There is no legal requirement for a business coach to have any formal training or specific qualification. Anyone can call themselves a coach and take your money. So the onus is on you to decide if you’re happy with the level of training and experience that your coach has before your sign on the dotted line.
Emma gained her coaching qualification from In Good Company, which gave her in-person training and hands-on coaching experience:
“It was a smaller group so we got more one to one time. There were several weekends of training and between each session you were paired up with other coaches to apply what you’ve learned. We covered CBT, NLP, transformative self. You can do it online but I felt that training in person, we were really pushed and I think that has made me a better coach”
Where to find a coach
Although there isn’t one central governing body, there are lots of organisations which back up coaches who have relevant experience. Leaders and managers may opt to be assessed and accredited through the Institute of Leadership and Management. Coaches specialising in Neuro-Linguistic Programming can join the Association for NLP which requires them to comply with a code of ethics and an established complaints procedure. The European Mentoring and Coaching Council has a search function and so does the ICF.
How much does coaching cost?
Coaching can range from around £100 per session to £2k+ for packages that run over several months.
What to expect from a good coach
A discovery call
Most coaches offer a free initial phone call in order to test the waters and see if you’re a good fit for each other. Freelance digital marketer Bryony Cullin [https://twitter.com/glasgow_food] told me that the bond she had with her coach Bek Lambert was imperative to her success.
“I felt like she ‘got’ me straight away which was a relief. She really understood the situation I was in and gave me some brilliant advice. She didn’t try to upsell me into a continuing relationship and was happy for it being a one-off which actually made me more keen to work with her in the future.”
Some coaches will ask you to fill out a questionnaire before your first session. This is a sign that they’re going to do their homework before your session and they’ll show up prepared. You will likely be given a contract to sign which should clearly set out what services you are paying for.
Bigger goals will be broken down into smaller tasks and your coach should check in with you regularly to see how you’re progressing. This accountability that comes with a business coach is often the most effective aspect of the process.
A good coach will know when the support your needs when it falls outside their expertise, so they may point you towards a therapist or a mentor if required.
So what’s in it for you? Well, there’s no shortage of positive stories when it comes to coaching, like former journalist Lucy Griffiths who’s coaching experience changed her life.
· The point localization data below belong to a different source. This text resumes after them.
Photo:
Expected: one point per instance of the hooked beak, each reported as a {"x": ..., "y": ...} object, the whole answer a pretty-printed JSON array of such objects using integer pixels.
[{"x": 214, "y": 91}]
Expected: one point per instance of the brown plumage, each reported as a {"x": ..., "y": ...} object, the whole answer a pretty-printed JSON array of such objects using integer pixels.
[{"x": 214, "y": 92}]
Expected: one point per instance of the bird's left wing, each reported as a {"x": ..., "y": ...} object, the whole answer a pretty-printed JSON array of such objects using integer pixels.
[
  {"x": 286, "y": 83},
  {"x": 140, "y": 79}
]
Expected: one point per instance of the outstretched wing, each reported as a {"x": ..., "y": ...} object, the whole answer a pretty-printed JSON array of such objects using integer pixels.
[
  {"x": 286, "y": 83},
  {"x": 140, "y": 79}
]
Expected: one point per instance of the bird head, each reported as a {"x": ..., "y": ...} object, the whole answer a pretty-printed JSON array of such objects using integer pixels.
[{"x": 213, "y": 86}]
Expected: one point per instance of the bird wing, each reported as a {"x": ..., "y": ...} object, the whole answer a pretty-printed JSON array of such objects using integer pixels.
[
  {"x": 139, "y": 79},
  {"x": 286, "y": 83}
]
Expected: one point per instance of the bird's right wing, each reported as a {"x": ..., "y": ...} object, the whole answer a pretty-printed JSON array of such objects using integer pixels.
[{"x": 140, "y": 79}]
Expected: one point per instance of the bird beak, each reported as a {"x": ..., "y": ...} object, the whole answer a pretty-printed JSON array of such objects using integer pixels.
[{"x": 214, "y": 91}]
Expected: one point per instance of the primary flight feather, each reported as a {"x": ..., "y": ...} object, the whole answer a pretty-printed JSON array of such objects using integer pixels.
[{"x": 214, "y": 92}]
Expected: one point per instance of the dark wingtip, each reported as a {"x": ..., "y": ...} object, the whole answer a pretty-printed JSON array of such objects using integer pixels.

“We created automated systems that mean I wake up and I’ve sold hundreds of courses overnight and I now make more money in a month than I ever made from being a journalist in a year just from my online courses. I’m no longer on the entrepreneurial hamster wheel feeling burned out. This, of course, frees me up to take a few select clients for one-to-one and to have more time to be a very hands-on mum”
Founder of Purpose PR Nicola Russill-Roy learned about email marketing, how to market yourself as a consultant and how to attract her ideal clients:
“In one launch I made £48k in seventy-two hours, I now only work three full days per week, went from a team of three to a team of 10”
Finding the right coach isn’t easy, but putting in the time and money to do so could give you the nudge you need to smash your freelance goals.